Bruce McLaren’s family graves vandalised in Auckland; restoration underway after volunteer offer
A sobering story out of New Zealand has cut through the noise of a busy F1 year: the graves of Bruce McLaren and several members of his family have been vandalised at Waikumete Cemetery in Auckland.
Images circulating online showed the headstones of Bruce and his wife, Patricia, smeared with gold paint, with toy cars glued to the surface. The graves of Bruce’s parents were also defaced, with the headstone for his sister and brother-in-law reportedly targeted as well.
The damage was first spotted on September 30 by George Stewart-Dalzell of Grave Guardians, a volunteer group that restores headstones. With other nearby graves affected, Stewart-Dalzell suggested it might even have been a clumsy attempt at “repair.” Intent or not, the result is the same: a family’s resting place treated with striking disrespect.
The Bruce McLaren Trust responded with a note of heartbreak and pragmatism. “It is with dismay that we need to inform our followers that the graves of Bruce, Patty, Ruth and Pop at Waikumete Cemetery in Auckland have recently been vandalised,” the Trust said in a statement. “They have been sprayed with gold paint and had toy cars stuck onto them. We are lost for words as to why anyone would do this.”
A charitable offer from Grave Guardians to fix the damage has been accepted. As the Trust added, the stones “are wrapped and unable to be viewed” while the restoration takes place. It’s a small relief in a story that doesn’t invite much comfort.

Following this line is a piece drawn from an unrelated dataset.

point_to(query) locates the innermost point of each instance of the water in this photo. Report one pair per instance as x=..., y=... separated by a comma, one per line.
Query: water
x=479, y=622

For a team that traces its identity to one man’s relentless, inventive streak, the episode lands with extra sting. Bruce McLaren, born in Auckland, finished runner-up in the 1960 Formula 1 World Championship before doing something bolder than most dare: he founded his own team in 1963. He then raced for it from 1966 until his death in 1970, aged just 32, after a testing accident at Goodwood in a Can-Am McLaren M8D. The legend was set, not with pomp, but with hard edges—engineering brilliance, risk and a clear idea of what racing could be.
Sixty-plus years later, his team is back on the summit. McLaren entered 2025 as the standard-bearer and, per the championship standings, has already retained the Constructors’ title with six rounds to spare. It’s the kind of dominance that forces rival factories to rethink their homework and reminds the sport how cyclical its power can be. And it exists because a young New Zealander put his name above the door and made it mean something.
That’s why this story bites. Graves are not museums and they’re not canvases. They’re places of memory—private, even when public—and in this case they anchor a lineage that runs straight through to the top step of modern Formula 1. Whether the damage came from malice or misguided hands, the effect is the same: needless harm to a family plot that carries weight far beyond motorsport.
The swift response from local volunteers is the one bright note. Grave Guardians’ offer to repair the stones looks set to restore dignity without delay, and the Trust’s communication makes clear the work is in safe hands. For anyone visiting Waikumete in the coming weeks, consider this a heads-up: the McLaren headstones are currently wrapped while specialists undo what never should’ve been done.
There’s no grand lesson here beyond the obvious. Respect matters, especially where we go to remember. And if you ever needed a reminder that today’s McLaren story is built on the shoulders of a racer gone too soon, it’s right there in Auckland—soon, thankfully, made right again.